3. Signor Presidente, carissimi Fratelli e Sorelle, nel momento in cui mi accingo a lasciare quest’accogliente Terra, vorrei manifestare a tutti la mia commossa gratitudine. A questa Nazione ed ai suoi cittadini affido simbolicamente la lampada della Fede accesa 1250 anni fa: in tutti questi secoli, pur tra vicende drammatiche, la lampada non si è mai spenta, anzi ha suscitato sentimenti e iniziative che fanno onore ai vostri antenati.

Con nelle mani questa stessa lampada, cristiani di Slovenia, dirigetevi ora coraggiosamente, quali pellegrini di speranza, verso il terzo Millennio cristiano per costruire una società riconciliata che garantisca pace e concordia ai vostri figli. È questo il cordiale augurio che vi rivolgo in quest’ora tanto significativa: lo rivolgo a voi, cari bambini, che portate ancora intatto nel cuore lo stupore per il mondo e per la vita; a voi, giovani e ragazze, che guardate verso l’avvenire con trepidante attesa; a voi, donne e uomini, che costituite le colonne portanti della Nazione slovena; a voi, anziani, che, nonostante il declino delle forze, potete ancora offrire tesori di saggezza per il bene della comunità; a voi, malati, che partecipando alla croce di Cristo contribuite alla salvezza del mondo; e infine a voi, Sloveni, venuti da diverse parti del mondo per salutarmi nella vostra terra d’origine e rendere con me gloria a Dio per la libertà ritrovata.

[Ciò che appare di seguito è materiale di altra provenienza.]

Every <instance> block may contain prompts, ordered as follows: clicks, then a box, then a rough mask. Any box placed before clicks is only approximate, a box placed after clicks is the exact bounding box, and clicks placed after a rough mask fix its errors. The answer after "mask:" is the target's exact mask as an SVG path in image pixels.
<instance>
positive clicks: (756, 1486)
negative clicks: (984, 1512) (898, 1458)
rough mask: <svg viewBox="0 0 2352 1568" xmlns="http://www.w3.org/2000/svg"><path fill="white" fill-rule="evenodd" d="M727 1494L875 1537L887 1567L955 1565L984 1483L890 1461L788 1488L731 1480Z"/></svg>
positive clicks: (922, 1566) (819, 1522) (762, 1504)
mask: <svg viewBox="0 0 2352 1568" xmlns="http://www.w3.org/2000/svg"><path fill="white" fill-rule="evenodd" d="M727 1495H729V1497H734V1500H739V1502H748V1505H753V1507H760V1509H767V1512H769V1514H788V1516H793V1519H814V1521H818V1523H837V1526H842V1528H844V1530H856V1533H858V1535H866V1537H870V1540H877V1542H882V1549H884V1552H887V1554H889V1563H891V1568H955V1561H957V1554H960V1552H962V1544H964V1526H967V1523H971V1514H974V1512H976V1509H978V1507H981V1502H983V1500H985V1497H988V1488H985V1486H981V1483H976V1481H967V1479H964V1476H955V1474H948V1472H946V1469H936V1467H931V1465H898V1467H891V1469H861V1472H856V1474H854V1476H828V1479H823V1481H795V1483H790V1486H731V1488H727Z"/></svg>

A tutti va il mio saluto affettuoso, che estendo ai cristiani della Chiesa ortodossa, della Comunità evangelica, ai membri di altre Comunità ecclesiali, nonché ai fedeli musulmani. Saluto pure i membri delle minoranze etniche, i profughi della guerra e coloro per i quali la Slovenia è la patria o solo il luogo di una dimora temporanea. Il mio cordiale ricordo giunga agli Sloveni che si trovano oltre confine e in ogni angolo del mondo; ad essi auguro di conservare intatta la fede in Dio e la fedeltà alla Patria.

Un sincero ringraziamento per la squisita ospitalità rinnovo a Lei, Signor Presidente della Repubblica Slovena, alle Autorità civili, ai diversi organismi di vigilanza, di servizio d’ordine e di pronto soccorso, come pure a quanti hanno reso possibile questa mia Visita.

Rinnovo un fraterno saluto ai Confratelli nel ministero episcopale che, insieme al Metropolita Alojzij Šuštar, operano nella Chiesa che è in Slovenia in stretta collaborazione con i sacerdoti, i religiosi, le religiose, i laici.

A tutti di cuore, grazie!

Dio benedica la Slovenia, i suoi abitanti ed il loro impegno per la giustizia, la solidarietà, la pace!